Deux amis affirment avoir acheté un Van Gogh dans une vente aux enchères. L’œuvre sera présenté en novembre à Paris.
Philippe Motta
« C’est un Van Gogh, j’en suis persuadé. Nous avons une certitude scientifique. L’étape de l’authentification définitive s’annonce beaucoup trop complexe et coûteuse pour nous. C’est pourquoi nous révélons l’existence de ce tableau. »
Un Van Gogh encore inconnu ? Bertrand Lusse et Claude Lyon sont « quasiment certains » que le destin leur a fait un signe. Un dimanche de 1987, ces deux amis qui se disent « un peu amateurs d’art », passent une journée à la campagne, près de Toulouse. Ils se rendent par hasard à une vente aux enchères.
Les mêmes pigments
Un lot de sept ou huit tableaux est proposé, parmi lesquels deux toiles seulement les intéressent. Pour « environ 12 000 francs », ils remportent la mise. « Ce tableau ne m’intéressait pas vraiment, il est resté près de trois ans chez moi, dans un recoin », explique Bertrand Lusse. Un jour de 1990, pourtant, « sans trop savoir pourquoi », il exhume la toile oubliée et l’examine.
Je n’ai pas eu d’émotion particulière en regardant ce paysage. » En revanche, quand il tourne le tableau, Bertrand Lusse aperçoit une inscription floue sous le cadre : « Vincent », suivie d’une date qui pourrait être 1882 ou 1887. Il se documente et constate que Van Gogh signait parfois ses tableaux ainsi – surtout en cette période.
« Je n’y ai pas cru, dit-il, mais j’ai senti qu’il fallait engager une démarche. » Avec Claude Lyon, il décide de « tenter un gros coup » et soumettent l’œuvre à un expert parisien internationalement réputé, Gilles Perrault.
Son examen est strictement scientifique. D’abord, la signature : « Faite avec une encre utilisée couramment au XIXᵉ siècle et déposée à la plume métallique », « la date, 1882 », « le châssis est cloué de façon très rudimentaire », « la peinture est appliquée directement sur une toile dédoublée, préalablement enduite d’une couche pouvant être de la colle de peau. » Gilles Perrault préconise « une analyse de cette couche organique ».

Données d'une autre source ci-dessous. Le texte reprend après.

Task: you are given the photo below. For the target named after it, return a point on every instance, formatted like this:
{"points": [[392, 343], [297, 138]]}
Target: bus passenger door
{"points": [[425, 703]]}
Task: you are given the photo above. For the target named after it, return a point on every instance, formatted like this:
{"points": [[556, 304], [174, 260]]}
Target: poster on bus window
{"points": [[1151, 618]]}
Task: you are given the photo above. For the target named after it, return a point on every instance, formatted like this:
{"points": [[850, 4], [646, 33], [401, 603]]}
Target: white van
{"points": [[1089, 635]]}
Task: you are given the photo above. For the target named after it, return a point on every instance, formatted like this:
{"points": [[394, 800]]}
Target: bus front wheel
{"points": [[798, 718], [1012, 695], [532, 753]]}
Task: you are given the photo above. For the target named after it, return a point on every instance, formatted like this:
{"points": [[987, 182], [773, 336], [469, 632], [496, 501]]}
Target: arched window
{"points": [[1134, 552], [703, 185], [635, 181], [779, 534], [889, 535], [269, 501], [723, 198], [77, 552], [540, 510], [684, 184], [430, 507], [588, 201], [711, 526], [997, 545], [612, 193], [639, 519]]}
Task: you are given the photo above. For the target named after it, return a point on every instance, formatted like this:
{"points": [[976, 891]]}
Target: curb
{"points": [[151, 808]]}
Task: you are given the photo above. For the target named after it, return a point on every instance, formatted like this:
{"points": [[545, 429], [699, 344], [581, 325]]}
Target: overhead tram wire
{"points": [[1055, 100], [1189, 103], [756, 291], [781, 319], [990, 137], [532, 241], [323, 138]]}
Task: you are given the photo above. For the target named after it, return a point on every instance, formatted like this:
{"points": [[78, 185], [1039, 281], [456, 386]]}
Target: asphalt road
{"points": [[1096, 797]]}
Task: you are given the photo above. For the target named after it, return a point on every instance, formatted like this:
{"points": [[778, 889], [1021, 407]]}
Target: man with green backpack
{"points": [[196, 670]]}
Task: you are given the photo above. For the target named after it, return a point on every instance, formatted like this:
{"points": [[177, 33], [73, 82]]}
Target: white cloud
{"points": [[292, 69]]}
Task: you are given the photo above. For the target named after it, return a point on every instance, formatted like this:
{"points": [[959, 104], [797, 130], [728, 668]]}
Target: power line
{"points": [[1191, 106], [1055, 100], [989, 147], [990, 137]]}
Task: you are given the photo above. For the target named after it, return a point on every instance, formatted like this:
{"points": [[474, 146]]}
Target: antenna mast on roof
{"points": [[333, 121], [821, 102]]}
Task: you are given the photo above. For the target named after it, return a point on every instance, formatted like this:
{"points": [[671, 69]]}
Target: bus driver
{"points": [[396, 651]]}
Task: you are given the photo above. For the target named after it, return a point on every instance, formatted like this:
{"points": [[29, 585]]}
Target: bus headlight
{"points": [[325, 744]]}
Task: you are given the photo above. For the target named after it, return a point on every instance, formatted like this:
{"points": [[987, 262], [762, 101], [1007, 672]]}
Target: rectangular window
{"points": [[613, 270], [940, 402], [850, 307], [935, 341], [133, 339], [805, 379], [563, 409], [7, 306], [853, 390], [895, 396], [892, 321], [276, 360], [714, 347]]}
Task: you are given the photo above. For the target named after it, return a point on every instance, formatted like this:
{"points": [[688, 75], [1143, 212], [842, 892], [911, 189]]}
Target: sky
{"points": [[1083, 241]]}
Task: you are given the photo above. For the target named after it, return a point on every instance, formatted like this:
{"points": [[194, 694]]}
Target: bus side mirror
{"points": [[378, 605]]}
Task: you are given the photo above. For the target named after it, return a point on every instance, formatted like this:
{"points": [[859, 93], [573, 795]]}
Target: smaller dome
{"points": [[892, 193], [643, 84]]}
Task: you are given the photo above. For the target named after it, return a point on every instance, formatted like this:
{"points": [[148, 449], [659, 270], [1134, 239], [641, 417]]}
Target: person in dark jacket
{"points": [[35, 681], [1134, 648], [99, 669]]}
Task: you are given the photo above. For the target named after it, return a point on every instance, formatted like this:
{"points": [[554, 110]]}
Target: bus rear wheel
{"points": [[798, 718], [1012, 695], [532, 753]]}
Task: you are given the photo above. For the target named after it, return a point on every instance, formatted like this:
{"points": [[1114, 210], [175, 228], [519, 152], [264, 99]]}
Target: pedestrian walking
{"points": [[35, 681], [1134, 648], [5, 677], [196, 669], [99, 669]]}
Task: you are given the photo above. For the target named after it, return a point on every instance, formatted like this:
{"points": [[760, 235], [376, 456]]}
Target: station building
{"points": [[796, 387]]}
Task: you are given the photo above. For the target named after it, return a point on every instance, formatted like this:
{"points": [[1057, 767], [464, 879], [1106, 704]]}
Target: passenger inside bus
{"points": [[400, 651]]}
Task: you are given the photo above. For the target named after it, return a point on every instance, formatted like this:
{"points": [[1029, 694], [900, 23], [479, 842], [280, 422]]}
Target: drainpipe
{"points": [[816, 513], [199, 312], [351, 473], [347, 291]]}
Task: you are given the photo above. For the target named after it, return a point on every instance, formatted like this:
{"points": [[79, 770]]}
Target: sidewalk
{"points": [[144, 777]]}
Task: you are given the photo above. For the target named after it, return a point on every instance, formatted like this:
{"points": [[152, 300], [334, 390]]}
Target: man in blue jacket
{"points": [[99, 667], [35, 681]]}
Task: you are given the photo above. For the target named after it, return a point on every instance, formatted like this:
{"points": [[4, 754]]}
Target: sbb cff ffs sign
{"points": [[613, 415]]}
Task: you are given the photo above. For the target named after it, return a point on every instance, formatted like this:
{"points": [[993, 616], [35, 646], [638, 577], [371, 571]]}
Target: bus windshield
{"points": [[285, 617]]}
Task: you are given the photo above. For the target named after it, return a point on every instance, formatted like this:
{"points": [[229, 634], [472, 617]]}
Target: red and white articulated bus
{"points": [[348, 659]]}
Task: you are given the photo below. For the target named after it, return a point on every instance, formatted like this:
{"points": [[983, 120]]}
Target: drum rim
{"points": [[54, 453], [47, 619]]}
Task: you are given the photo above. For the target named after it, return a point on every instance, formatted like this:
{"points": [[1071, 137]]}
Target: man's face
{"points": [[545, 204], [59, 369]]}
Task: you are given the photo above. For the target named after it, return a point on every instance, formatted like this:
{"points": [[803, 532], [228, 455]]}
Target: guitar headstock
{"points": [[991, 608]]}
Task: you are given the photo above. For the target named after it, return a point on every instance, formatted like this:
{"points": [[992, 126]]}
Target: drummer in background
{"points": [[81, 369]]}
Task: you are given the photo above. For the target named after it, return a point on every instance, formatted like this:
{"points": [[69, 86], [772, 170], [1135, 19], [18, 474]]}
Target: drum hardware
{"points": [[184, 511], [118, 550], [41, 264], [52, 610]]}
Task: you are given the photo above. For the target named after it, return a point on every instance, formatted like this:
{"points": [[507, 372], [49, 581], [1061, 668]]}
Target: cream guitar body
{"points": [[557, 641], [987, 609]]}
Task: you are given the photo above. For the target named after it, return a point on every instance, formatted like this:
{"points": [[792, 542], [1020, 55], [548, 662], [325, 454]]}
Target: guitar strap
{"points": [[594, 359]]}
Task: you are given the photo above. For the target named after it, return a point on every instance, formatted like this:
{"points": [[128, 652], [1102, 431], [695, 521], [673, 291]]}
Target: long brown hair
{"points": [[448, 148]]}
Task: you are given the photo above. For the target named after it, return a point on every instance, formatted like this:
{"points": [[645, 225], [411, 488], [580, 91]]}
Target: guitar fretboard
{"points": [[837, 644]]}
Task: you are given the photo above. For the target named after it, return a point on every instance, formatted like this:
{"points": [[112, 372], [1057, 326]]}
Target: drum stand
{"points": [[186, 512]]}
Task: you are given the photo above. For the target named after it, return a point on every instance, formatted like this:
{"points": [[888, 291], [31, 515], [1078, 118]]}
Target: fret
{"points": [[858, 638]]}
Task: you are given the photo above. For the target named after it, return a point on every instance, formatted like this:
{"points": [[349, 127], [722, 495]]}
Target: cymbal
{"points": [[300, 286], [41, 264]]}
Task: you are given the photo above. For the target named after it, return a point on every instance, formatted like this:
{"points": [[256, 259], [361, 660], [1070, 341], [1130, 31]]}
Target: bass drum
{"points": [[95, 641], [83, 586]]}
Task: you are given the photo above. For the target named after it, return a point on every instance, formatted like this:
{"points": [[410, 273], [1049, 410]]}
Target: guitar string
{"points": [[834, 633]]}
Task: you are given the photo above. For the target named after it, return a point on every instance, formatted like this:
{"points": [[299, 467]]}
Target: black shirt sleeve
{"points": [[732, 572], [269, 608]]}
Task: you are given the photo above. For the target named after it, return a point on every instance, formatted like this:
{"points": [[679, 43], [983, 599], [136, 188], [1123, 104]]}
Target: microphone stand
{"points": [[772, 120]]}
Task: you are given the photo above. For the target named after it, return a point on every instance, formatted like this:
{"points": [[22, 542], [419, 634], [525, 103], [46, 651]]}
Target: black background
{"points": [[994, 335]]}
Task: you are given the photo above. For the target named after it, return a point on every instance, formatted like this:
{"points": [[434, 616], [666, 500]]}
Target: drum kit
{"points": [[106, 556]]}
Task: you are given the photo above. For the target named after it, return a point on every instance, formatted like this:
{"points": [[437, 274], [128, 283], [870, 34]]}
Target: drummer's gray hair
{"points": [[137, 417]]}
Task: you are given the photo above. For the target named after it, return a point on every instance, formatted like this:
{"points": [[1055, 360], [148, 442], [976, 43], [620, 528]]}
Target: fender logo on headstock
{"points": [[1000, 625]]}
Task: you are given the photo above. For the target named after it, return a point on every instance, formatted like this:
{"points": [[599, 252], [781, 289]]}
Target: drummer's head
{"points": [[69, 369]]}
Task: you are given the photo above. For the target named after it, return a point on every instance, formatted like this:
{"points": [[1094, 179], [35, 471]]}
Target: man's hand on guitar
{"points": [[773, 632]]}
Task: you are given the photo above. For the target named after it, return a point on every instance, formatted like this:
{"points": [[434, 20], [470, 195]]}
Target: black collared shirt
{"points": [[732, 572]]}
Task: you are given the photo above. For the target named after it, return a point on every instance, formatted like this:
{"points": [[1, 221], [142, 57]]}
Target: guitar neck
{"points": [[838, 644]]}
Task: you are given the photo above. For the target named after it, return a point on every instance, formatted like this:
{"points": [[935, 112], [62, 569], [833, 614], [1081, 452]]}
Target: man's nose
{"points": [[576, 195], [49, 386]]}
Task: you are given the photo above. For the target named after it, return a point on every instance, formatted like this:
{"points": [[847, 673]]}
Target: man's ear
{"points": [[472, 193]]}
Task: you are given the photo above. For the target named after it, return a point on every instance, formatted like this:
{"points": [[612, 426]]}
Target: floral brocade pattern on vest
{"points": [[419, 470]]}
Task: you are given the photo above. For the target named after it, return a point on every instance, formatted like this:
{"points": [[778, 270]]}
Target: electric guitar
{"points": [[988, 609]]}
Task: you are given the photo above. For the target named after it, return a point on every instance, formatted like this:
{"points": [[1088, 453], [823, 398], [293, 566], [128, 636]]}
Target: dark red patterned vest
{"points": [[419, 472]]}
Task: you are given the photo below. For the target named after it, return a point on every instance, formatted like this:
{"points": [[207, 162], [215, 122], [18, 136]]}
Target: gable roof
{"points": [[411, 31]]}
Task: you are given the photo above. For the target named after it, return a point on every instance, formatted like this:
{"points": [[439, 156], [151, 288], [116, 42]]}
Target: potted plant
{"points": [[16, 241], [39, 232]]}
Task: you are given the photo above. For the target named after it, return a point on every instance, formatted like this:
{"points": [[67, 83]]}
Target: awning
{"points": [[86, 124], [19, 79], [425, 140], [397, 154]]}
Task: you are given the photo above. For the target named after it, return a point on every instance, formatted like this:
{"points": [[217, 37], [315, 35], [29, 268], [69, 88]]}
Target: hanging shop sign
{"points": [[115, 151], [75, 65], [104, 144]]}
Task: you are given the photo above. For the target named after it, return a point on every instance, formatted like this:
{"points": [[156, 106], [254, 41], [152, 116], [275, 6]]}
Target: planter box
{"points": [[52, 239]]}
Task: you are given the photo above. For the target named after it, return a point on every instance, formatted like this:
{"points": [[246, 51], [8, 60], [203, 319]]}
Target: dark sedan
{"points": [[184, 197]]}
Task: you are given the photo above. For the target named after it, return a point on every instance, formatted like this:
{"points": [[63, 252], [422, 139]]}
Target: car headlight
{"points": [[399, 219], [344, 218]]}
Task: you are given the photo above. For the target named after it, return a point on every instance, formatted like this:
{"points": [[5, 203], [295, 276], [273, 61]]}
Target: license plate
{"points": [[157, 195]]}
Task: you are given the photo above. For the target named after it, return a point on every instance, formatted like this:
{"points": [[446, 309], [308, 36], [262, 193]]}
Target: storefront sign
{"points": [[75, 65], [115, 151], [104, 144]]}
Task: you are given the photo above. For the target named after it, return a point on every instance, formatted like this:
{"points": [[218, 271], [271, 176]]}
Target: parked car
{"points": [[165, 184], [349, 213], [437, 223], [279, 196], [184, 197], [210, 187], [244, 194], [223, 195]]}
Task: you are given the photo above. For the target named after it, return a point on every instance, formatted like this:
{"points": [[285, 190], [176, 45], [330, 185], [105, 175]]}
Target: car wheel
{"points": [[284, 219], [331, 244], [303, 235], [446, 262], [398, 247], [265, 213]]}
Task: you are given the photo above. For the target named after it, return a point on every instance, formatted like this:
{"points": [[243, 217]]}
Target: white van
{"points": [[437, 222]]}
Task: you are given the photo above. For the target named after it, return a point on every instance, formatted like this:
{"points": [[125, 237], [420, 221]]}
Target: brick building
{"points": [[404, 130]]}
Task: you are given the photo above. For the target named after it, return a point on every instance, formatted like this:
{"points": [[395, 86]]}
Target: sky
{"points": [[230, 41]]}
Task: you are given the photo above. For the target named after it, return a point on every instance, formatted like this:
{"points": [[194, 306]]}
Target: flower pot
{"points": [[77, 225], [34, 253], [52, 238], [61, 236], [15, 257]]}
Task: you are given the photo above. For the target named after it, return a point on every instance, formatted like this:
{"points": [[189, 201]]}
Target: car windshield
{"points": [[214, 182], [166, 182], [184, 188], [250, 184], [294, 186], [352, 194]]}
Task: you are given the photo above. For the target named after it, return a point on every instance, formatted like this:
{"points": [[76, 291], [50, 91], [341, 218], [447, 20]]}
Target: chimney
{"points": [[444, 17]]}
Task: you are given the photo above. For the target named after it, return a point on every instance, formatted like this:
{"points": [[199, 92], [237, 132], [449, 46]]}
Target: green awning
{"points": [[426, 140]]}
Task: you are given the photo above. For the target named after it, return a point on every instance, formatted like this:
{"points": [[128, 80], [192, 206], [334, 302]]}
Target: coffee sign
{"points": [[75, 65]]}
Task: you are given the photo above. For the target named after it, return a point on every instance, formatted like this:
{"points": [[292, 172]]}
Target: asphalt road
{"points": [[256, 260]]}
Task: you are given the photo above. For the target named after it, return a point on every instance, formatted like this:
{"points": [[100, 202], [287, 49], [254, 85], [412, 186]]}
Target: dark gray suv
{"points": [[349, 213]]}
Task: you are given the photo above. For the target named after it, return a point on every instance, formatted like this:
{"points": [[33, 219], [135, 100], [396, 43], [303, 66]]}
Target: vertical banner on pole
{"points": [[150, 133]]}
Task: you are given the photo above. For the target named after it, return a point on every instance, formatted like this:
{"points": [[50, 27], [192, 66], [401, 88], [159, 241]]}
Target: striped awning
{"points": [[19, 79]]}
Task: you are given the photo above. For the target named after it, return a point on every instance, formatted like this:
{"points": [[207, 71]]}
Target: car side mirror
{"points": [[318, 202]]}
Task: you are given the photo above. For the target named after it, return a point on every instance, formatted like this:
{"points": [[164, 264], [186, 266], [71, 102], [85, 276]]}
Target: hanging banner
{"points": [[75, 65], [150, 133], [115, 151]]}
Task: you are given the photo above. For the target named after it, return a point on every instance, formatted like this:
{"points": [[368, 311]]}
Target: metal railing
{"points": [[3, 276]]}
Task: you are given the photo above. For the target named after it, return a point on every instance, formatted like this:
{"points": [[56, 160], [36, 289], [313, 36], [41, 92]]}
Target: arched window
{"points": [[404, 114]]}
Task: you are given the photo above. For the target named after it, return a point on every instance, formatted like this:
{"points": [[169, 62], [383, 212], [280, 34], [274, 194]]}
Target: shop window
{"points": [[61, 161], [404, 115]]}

Dans ses conclusions, l’expert est catégorique : « Tous ces pigments ont été trouvés dans d’autres tableaux de Van Gogh (…). Deux de ces pigments ont d’ailleurs été cités dans ses Lettres. » Gilles Perrault s’engage plus loin encore : le vert oxyde de chrome, le bleu cobalt, l’ocre rouge ont été trouvés dans Champ de blé avec cyprès, le jaune cadmium dans Self portrait (1886) et Still Life fruit (1887).
Dans un grand hôtel
Quand ces résultats leur sont assénés fin 1991, Claude Lyon et Bertrand Lusse trouvent vite de bonnes raisons d’espérer : « Van Gogh faisait lui-même ses peintures et couleurs. Il est peu probable qu’il les ait prêtées à un peintre. En outre, en 1882, il est en Hollande encore plus inconnu qu’avant son arrivée à Paris. Pourquoi quelqu’un aurait-il entrepris de l’imiter au point de contrefaire sa signature ? », plaident les deux amis.
Depuis cette date, leur vie a « un peu changé ». Ils tiennent à garder l’anonymat et utilisent des noms d’emprunt. Pour accéder au tableau, le parcours tient du jeu de piste entre Toulouse, Albi et un village de l’Hérault. C’est là, quelque part entre Sète et Béziers qu’il sera présenté, pour une promenade au milieu des vignes, avant de retourner au secret du coffre qui l’abrite.
Après avoir hésité, les deux amis ont décidé de lancer le tableau sur le marché. Son existence n’est connue que d’un cénacle de spécialistes fortunés. « Nous avons déjà des propositions à 15 millions de francs », assurent-ils.
L’étape suivante est la plus lourde, il faut évaluer l’esprit du tableau. Pour cela, on doit conjuguer des données historiques, des références techniques et des appréciations esthétiques. C’est du domaine exclusif de la Fondation Van Gogh », admet Bertrand Lusse.
Les 17 et 18 novembre prochains, les deux « découvreurs », présenteront officiellement la toile dans les salons d’un grand hôtel parisien. Les investisseurs sont les premiers invités. Pour les deux Toulousains, une aventure s’achève, c’est certain ; une polémique commence, c’est probable.